Le libéralisme économique contemporain, celui du "Consensus de Washington", est une idéologie qui postule que les marchés et les chefs d'entreprises sont toujours plus intelligents que les gouvernements; que moins l'Etat intervient dans la vie économique et sociale, mieux l'économie et la société se portent...C'est au nom de cette idéologie que Nicolas Sarkozy a rétrocédé 15 milliards d'impôts aux français les plus aisés, qu'il se donne pour objectif de réduire de moitié le nombre de fonctionnaires, qu'il taille dans le droit du travail...

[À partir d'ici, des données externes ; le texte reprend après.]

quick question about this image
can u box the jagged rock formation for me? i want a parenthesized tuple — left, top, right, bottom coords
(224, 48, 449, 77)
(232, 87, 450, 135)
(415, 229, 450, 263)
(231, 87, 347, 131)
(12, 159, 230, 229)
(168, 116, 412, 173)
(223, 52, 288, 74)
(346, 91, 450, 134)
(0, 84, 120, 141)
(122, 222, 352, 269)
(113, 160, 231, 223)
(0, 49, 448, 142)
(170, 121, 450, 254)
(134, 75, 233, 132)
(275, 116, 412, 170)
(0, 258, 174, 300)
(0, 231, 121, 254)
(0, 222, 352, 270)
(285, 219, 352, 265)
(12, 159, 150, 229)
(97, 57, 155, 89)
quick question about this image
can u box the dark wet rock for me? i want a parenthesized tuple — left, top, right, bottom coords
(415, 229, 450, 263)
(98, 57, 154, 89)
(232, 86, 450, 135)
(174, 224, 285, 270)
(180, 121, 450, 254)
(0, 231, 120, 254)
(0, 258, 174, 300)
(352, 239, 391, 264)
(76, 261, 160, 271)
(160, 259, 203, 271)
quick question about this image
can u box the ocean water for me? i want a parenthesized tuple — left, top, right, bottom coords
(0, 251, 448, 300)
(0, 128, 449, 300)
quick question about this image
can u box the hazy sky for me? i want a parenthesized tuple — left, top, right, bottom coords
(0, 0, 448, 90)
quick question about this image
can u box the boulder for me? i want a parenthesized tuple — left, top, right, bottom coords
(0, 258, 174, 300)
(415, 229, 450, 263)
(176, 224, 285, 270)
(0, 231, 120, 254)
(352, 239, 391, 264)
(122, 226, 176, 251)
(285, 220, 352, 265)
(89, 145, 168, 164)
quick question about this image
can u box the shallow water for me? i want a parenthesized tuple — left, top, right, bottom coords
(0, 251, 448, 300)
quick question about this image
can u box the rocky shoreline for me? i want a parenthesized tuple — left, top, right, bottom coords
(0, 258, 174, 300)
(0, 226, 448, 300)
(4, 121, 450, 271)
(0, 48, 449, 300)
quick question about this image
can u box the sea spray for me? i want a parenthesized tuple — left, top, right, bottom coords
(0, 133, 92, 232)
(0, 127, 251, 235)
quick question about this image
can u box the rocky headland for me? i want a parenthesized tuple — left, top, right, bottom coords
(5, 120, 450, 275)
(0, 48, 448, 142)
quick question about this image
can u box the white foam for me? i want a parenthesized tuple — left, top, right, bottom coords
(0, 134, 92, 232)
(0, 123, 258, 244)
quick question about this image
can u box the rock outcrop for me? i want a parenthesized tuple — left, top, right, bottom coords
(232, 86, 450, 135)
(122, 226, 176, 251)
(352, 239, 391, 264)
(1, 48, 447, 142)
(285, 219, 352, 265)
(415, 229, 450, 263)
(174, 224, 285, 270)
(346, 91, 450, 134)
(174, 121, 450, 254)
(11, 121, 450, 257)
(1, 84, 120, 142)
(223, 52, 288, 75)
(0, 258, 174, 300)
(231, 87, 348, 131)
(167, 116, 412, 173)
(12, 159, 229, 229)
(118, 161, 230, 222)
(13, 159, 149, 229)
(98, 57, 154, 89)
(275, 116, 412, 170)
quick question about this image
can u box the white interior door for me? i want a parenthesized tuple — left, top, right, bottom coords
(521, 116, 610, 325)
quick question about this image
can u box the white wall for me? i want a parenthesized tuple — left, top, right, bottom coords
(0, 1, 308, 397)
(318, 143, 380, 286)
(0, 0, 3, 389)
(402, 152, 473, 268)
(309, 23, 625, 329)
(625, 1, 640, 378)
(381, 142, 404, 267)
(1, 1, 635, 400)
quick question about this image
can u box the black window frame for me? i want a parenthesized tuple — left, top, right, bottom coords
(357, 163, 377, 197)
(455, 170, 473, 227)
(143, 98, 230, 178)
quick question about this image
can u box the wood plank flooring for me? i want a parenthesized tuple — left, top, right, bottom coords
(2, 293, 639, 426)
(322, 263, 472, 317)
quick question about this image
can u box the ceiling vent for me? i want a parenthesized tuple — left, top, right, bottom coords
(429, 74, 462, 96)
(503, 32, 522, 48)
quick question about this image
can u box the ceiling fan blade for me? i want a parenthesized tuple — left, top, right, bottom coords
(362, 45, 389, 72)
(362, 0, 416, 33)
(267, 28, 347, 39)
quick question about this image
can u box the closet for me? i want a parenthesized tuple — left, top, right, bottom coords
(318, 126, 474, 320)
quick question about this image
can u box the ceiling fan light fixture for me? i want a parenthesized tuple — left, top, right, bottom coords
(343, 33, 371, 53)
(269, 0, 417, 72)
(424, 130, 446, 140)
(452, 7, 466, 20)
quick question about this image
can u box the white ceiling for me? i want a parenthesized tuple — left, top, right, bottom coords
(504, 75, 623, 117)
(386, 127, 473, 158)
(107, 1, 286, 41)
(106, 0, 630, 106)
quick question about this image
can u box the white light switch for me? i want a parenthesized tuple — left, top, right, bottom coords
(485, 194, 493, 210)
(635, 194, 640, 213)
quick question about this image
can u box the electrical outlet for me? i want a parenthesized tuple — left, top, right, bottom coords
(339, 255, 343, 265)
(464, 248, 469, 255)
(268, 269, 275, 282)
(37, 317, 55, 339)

4. Trois formules illustrent ce que doit être la dialectique entre le marché et la société, selon les socialistes. La plus ancienne est celle des sociaux-démocrates suédois : "Le Marché est un bon serviteur, mais c'est un très mauvais maître."
La plus opérationnelle est celle des sociaux démocrates allemands : "Le Marché autant que possible, la puissance publique, autant que nécessaire".
La plus profonde, et non la plus obscure, est celle des socialistes français, reprise par le PSE :"Nous sommes pour l'économie de marché, nous sommes contre une société de marché".
Je partirai de la formulation scandinave : l'"économie de marché est un bon serviteur", car elle est la plus productive, la plus innovante, la plus créatrice de richesses que l'Humanité ait jamais connu. Le vieux Marx, au XIX siècle s'émerveillait déjà de son dynamisme. Et encore, il n'avait rien vu : depuis que la Chine est sortie de l'économie administrée, elle connaît une croissance de 10% par an, depuis 20 ans!
Mais le marché est un mauvais maître : myope, avide, brutal, injuste, irrationnel, imprévisible. Contrairement à ce que disent les libéraux, la libre concurrence des entreprises en vue du profit maximum ne débouche pas sur la meilleure allocation possible des ressources, mais sur la désagrégation de la société et la destruction de la nature.
C'est pourquoi les forces du marché doivent être encadrées, canalisées, régulées, maîtrisées par l'action de la puissance publique, des syndicats et des associations. C'est l'une des définitions possibles du socialisme démocratique : il faut mettre l'économie de marché au service du progrès social, culturel et démocratique. C'est ce que nous avons fait au siècle dernier, avec succès.
5. Avec la globalisation, les rapports de force se sont inversés, le serviteur s'est émancipé et il s'est lui-même érigé en maître. C'est un peu l'histoire du "The Servant", ce très bon film de Joseph Losey.
Notre objectif, c'est d'inverser à nouveau ce rapport : de faire fonctionner à nouveau l'économie au service de la société, et non la société au service de l'économie.
Pour cela, il faut porter le pouvoir politique et le contre pouvoir syndical au même niveau d'internationalisation, de puissance, d'organisation que celui auquel est parvenu le pouvoir économique privé. En deux mots : faire l'Europe puissance et améliorer la gouvernance mondiale dans le cadre de l'ONU.
Le rapport d'Harlem Désir et les nombreuses contributions qu'il a suscités présentent de nombreuses propositions en ce sens.
Il définit les traits d'une autre mondialisation, maitrisée et solidaire, le contenu de l'internationalisme contemporain. Il illustre le propos de Charles Péguy : "L'espérance, disait-il, voit ce qui n'est pas encore, mais qui sera, si nous le voulons./."